政府とNGOとで異なるのは、どのような情報に基づいて評価するかという点ではないか?評価が自己目的化しないよう、如何にしてフィードバックするかを整理する必要あり。
 (これに対し、北野公使より、評価にはマクロ(政策レベル)とミクロ(プロジェクトレベル)の2つの次元があり、後者に係る評価のフィードバックは、主に各実施機関がプロジェクト実施に際しての教訓などの形で蓄積していくものである。他方、前者に係る評価は、例えば、ベトナムに対する援助を全体としてどのように評価するか、という場合がこれに当てはまるものであり、様々な観点から評価して次回の援助計画改定に反映させることを想定している旨述べた。)
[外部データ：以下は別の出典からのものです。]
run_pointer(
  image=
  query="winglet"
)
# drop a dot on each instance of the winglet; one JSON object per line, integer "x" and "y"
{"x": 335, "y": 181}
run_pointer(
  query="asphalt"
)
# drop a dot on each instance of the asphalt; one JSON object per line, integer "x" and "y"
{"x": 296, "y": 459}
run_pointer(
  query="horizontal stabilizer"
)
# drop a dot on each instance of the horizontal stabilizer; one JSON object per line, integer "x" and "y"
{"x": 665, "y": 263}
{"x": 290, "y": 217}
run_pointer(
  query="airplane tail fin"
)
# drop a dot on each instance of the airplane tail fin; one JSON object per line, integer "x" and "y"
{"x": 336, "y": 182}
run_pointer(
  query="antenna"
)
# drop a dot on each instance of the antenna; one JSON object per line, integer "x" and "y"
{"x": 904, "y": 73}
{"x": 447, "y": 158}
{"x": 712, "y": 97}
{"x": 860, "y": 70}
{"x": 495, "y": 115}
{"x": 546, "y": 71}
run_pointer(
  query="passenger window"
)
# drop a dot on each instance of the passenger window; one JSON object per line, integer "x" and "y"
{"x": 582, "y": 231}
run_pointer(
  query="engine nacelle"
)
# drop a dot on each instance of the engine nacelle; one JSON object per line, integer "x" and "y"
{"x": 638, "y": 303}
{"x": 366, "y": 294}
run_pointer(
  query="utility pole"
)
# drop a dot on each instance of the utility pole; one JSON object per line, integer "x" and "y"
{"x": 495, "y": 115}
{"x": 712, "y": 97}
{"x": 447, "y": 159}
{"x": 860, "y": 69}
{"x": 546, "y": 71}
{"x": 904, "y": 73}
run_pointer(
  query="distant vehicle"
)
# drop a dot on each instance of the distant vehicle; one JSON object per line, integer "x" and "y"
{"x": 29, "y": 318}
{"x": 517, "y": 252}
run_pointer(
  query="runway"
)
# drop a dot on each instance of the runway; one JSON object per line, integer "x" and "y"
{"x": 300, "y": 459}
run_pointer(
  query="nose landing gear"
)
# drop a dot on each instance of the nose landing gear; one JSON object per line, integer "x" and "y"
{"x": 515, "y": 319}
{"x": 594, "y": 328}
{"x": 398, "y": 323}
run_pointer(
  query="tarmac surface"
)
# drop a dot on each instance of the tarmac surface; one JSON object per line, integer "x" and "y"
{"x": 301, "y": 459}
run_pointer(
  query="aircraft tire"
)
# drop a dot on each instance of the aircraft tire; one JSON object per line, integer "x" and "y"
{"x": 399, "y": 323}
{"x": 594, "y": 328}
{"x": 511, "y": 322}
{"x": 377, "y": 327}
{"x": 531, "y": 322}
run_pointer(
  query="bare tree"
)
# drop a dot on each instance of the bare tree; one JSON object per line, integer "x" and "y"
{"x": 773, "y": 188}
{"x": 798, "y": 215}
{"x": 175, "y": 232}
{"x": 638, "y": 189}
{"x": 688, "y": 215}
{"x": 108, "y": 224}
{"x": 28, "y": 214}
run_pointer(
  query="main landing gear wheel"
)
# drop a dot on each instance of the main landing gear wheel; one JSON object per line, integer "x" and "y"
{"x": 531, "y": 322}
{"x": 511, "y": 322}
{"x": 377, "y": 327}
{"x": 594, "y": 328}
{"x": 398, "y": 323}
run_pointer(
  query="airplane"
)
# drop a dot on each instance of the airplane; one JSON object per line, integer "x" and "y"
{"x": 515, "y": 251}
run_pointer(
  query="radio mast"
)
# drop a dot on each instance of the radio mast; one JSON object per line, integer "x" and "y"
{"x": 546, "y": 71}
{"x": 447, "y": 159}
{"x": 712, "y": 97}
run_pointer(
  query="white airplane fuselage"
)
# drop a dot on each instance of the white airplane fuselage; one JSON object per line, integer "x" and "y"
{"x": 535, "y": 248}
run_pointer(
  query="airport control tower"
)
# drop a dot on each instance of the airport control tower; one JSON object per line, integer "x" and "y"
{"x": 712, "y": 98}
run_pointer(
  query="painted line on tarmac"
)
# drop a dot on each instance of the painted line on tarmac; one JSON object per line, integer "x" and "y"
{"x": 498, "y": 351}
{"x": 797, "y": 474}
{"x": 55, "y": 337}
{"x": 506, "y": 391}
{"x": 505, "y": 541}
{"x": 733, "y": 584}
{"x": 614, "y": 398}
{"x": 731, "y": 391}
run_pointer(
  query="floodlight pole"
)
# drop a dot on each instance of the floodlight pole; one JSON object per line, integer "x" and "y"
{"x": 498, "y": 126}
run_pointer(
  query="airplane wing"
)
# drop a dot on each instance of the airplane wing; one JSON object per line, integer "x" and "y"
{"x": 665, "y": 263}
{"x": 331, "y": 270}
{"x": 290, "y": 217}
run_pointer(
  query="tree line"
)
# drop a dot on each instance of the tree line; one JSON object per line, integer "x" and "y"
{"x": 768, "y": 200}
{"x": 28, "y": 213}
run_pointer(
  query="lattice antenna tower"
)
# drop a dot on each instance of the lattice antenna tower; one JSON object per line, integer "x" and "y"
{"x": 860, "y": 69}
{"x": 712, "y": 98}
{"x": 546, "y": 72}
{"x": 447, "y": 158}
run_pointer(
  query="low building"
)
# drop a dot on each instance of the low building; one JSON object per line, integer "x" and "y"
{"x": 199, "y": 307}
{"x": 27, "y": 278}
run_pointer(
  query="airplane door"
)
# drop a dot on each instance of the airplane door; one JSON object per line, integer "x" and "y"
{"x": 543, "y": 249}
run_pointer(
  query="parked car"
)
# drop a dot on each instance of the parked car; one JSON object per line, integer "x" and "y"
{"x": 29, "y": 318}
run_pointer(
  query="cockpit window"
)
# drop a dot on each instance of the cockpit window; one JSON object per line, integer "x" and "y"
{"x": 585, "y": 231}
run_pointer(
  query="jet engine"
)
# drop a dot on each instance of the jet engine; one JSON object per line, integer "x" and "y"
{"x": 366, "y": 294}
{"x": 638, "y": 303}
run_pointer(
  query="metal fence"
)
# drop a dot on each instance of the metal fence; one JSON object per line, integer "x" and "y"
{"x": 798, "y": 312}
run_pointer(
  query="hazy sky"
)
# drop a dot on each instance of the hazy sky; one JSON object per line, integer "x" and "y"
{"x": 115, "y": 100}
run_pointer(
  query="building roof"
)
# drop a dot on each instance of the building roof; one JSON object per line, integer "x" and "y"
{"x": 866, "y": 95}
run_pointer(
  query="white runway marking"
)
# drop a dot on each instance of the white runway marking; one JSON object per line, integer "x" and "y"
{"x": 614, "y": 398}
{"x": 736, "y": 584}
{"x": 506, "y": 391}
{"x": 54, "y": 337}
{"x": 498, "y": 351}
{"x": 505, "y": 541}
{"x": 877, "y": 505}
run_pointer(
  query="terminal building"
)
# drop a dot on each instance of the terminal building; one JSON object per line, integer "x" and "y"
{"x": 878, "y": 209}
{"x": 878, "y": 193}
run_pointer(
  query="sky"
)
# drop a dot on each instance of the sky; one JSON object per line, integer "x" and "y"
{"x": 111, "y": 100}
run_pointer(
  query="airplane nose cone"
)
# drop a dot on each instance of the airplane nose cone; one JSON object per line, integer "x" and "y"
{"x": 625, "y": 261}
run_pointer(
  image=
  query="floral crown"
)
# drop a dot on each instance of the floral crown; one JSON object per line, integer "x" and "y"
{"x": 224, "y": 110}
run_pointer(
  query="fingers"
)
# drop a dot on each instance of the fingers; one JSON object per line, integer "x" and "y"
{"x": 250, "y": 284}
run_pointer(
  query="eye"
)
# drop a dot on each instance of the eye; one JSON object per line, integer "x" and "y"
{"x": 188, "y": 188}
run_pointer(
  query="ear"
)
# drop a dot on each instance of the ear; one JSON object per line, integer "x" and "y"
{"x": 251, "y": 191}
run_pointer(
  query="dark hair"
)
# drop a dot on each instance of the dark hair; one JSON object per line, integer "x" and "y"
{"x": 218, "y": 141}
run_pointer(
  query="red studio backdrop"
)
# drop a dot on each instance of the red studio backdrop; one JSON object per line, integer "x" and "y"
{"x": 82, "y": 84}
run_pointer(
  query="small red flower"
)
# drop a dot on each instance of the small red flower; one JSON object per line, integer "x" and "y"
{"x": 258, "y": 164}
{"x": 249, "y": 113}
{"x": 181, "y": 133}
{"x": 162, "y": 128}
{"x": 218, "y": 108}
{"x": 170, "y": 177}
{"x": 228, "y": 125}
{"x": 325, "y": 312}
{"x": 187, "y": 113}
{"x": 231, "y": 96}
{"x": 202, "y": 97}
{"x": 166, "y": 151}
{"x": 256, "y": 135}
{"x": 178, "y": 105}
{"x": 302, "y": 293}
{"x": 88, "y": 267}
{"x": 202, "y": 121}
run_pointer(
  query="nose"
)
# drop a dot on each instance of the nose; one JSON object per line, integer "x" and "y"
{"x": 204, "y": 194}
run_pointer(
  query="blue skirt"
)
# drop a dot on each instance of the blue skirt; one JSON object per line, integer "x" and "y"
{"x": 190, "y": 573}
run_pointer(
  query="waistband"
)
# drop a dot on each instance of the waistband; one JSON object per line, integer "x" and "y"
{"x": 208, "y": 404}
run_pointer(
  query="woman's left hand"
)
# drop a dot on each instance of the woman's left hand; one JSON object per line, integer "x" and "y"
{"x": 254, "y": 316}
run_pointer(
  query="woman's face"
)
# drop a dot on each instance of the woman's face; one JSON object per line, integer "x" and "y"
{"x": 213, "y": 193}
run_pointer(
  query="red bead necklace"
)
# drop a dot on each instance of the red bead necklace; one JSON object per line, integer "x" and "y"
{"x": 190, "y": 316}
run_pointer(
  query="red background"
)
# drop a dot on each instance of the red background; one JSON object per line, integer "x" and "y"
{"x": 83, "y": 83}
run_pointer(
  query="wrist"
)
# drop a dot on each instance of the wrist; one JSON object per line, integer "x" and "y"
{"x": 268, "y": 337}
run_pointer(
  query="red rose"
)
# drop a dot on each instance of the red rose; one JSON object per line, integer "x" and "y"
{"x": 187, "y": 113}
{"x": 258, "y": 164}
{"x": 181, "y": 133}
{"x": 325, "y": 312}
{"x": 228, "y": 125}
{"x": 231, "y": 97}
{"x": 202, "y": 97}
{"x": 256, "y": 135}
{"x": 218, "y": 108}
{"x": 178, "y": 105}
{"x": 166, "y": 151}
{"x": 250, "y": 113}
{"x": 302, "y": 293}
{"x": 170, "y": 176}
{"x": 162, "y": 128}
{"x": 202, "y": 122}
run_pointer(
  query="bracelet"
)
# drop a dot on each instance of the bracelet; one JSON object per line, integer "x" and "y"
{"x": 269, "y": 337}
教育分野に関して、「識字率が高い」と書いているが、右指標は条件付きの数字に過ぎず、ベトナム政府も依然として重要課題と認識しており、引き続き援助していくことが必要。
オーナーシップの観点から、我が方の戦略だけでなく、ベトナム側の開発計画も尊重した形で援助していく旨を明記してほしい。
環境社会配慮については、代替案の検討、十分な情報が提供されることの重要性、ベトナム側の体制支援などの事項を具体的に書き込むべき。
今回の素案はまだ、各重点分野の中にどのサブセクターに重点を置くかが明らかになっていないが、今後方向性を明確にするように議論していかないと、総花的な文書になる恐れがある。
 (これに対し、北野公使より、あらゆる項目が残るような最終成果物にするつもりはなく、今後何をやって何をやらないのかという議論をサブセクター・レベルまで行っていきたい。今回はあくまでも、9月の取りまとめに向けた中間報告として理解して頂きたい旨述べた。)